Depuis plusieurs semaines, les relations entre la France et le Mali ne cessent de se dégrader. Bamako qui a déclaré l’ambassadeur de France, Joël Meyer, personae non grata à Bamako, avec un ultimatum de 72 heures pour quitter le pays, ne digère apparemment pas les propos tenus à propos de la junte dirigée par le colonel Assimi Goïta par le ministre Jean-Yves Le Drian.

 

Relations exécrables donc entre le Mali et la France. Certains n’hésitent pas à assimiler cette situation à un point de non retour entre la junte militaire malienne et l’ancienne métropole. Les propos de Jean-Yves Le Drian, traitant la junte militaire malienne «d’illégitime» et «d’irresponsable» ne sont que la goutte d’eau qui a fait déborder le vase. Le point de discorde véritable est bien cette présence militaire russe à travers le groupe de sécurité privé Wagner que d’aucuns considèrent comme le bras armé du Kremlin. Une armée parallèle qui a déjà fait ses «preuves» en Syrie et en Centrafrique.

Paris, très engagée dans le dispositif de lutte antiterroriste, ne veut pas de l’immixtion de la Russie dans son pré-carré. Les enjeux économiques et géostratégiques transcendent, dans les débats actuels, la simple question de défense de la démocratie, quand la communauté internationale s’émeut de la tournure que prend la transition au Mali. C’est le retour en force de jeux d’influence dans une zone ouest-africaine où la recrudescence des coups d’État inquiète. Des craintes qui ont été confirmées par la récente tentative de putsch en Guinée Bissau.

Soumise à la pression occidentale à cause de ses manœuvres sur la frontière avec l’Ukraine, la Russie chercherait ainsi un point d’équilibre (de la terreur ?) avec les Européens et les Américains en manœuvrant dans des zones que les pays membres de l’Otan considéraient jusque-là comme leur chasse gardée.

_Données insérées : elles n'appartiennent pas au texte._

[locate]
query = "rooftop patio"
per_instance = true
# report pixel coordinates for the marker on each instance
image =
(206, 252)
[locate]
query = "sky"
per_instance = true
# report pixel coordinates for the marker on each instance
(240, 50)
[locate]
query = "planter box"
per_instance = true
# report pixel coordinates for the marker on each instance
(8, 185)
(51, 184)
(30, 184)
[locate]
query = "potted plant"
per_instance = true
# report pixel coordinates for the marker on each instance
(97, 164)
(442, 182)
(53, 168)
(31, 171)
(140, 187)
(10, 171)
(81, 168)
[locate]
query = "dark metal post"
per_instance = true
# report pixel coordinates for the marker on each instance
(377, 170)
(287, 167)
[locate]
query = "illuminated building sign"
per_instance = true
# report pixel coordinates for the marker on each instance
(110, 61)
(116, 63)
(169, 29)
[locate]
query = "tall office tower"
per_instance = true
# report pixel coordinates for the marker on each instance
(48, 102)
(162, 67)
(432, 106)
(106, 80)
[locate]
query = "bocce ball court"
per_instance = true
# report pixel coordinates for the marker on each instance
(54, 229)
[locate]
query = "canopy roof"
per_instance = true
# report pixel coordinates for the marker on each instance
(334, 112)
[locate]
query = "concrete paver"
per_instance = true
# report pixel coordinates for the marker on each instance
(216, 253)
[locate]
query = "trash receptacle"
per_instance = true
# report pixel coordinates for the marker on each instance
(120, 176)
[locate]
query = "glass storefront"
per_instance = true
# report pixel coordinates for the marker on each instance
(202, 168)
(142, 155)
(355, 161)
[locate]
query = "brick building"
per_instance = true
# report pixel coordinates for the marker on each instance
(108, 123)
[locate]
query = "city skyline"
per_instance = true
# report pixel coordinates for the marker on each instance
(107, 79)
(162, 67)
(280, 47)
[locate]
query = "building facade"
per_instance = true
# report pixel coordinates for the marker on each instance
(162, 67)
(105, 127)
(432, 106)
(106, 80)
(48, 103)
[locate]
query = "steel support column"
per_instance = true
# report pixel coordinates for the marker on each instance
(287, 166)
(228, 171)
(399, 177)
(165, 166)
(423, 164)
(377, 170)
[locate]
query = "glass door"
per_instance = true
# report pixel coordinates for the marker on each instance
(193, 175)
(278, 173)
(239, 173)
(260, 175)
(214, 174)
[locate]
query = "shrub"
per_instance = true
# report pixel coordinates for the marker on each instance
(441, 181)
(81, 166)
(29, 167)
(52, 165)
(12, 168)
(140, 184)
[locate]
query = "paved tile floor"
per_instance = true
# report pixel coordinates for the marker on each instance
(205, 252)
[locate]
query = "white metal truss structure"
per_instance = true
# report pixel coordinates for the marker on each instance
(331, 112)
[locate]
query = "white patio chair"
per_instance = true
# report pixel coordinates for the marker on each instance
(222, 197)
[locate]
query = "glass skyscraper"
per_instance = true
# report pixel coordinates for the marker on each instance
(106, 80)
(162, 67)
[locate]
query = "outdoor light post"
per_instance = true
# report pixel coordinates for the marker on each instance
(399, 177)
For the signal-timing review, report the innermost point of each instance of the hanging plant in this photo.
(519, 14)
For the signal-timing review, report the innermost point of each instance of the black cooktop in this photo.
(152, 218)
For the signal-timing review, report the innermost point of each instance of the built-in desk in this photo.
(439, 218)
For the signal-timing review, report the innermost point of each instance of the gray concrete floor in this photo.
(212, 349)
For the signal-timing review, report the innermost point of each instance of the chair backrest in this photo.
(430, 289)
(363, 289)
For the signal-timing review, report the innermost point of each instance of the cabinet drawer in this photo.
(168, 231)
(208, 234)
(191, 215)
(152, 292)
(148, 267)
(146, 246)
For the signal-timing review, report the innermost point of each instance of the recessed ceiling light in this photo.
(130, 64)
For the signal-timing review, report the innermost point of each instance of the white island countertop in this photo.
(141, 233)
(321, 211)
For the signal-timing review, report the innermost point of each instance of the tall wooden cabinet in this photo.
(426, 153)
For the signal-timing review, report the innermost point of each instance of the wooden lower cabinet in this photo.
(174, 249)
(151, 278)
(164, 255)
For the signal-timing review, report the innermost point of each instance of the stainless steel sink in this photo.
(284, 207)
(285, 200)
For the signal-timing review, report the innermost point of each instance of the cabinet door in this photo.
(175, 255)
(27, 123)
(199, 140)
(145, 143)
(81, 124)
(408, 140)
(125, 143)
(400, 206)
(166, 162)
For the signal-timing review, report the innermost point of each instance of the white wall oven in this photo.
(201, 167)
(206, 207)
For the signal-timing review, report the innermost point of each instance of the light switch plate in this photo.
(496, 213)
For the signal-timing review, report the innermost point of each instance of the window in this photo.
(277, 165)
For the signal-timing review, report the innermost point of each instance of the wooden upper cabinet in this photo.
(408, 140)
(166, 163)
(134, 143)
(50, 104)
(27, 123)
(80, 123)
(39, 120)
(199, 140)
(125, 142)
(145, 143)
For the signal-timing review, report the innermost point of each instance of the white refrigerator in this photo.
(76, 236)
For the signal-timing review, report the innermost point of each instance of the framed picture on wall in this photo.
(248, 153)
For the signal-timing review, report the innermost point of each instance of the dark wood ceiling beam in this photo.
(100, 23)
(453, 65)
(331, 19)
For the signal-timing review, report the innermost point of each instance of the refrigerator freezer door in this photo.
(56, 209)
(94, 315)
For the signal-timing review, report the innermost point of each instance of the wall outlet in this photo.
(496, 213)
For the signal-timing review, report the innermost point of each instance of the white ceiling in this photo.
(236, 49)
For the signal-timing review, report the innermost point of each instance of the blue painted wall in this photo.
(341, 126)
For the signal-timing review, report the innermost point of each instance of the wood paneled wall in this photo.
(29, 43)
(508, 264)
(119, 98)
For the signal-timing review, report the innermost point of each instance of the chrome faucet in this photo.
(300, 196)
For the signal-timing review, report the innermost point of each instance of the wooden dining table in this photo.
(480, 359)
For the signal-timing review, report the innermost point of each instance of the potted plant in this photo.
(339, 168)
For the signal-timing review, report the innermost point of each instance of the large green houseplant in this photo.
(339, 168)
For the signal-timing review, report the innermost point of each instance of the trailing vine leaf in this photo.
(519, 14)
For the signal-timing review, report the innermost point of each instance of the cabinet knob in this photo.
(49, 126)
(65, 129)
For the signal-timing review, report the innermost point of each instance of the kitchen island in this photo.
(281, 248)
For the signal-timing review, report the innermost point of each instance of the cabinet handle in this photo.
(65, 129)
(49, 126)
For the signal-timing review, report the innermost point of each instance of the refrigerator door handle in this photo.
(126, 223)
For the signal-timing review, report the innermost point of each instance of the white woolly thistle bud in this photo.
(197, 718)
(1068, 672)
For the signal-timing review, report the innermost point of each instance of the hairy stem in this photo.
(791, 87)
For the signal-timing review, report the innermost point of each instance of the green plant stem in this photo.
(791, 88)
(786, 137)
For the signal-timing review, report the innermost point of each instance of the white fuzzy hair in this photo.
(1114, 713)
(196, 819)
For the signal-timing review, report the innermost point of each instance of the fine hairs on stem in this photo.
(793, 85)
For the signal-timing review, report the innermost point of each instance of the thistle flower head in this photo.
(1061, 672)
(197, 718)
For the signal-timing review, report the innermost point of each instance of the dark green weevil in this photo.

Mais il faut bien reconnaître que ces enjeux vont au-delà d’une  simple question de remplacement de la force européenne Takuba par des militaires au service de Moscou. Le colonel Assimi Goita veut certes asseoir son pouvoir, pour une durée aussi longue que possible, mais il doit aussi tenir compte de la donne politico-sociale locale. La durée de la transition est donc essentielle, tout autant que les perspectives politiques qui en découlent, avec le rôle et le statut qui seront attribués, à leur sortie du pouvoir, aux membres de la junte.

Pour le moment, ce qui compte c’est de faire baisser la tension entre Paris et Bamako. «La remise en cause de la légitimité du pouvoir en place, est un non sens puisque la France ne peut laisser son ambassadeur auprès d’un régime qu’elle ne reconnait pas», estime Abdoulaye Diop, ministre des Affaires étrangères du Mali. Une manière de dire que la France doit se résoudre à accepter un compromis entre la légitimité et la légalité découlant du fait accompli : le coup d’Etat qui a mis fin au pouvoir d’IBK. Son champ d’action est celui dans lequel manœuvre également la Cedeao – et l’ensemble de la communauté internationale – pour un retour rapide à la «démocratie».

Cette «normalité» qui permettrait à la France de continuer à mener sans embarras sa lutte contre le terrorisme au Sahel, précisant que cette zone «va au-delà du Mali». Le redéploiement des forces de Barkhanes, avec une réduction des effectifs, permet à la France de déplacer l’essentiel de ses effectifs militaires (5000 hommes) du Mali vers le Niger et le Burkina Faso.

L’une des conséquences de ce désamour entre Paris et Bamako sera la révision à la baisse du soutien que Barkhane (France) et Takuba (UE) apportaient à la MINUSMA (Mission multidimensionnelle intégrée des Nations unies pour la stabilisation au Mali), dont les effectifs  s’élèvent à environ 15.000 personnes (dont près de 13.000 militaires). L’arrivée des «troupes» de Wagner ne comblera probablement le front dégarni de la lutte contre le terrorisme, mais elle assurera une «protection» aux autorités de Bamako, comme elle l’a fait en Centrafrique. Un changement d’alliance qui pourrait être plus ou moins long, en fonction de la pression économique que tout pouvoir de transition peut difficilement supporter.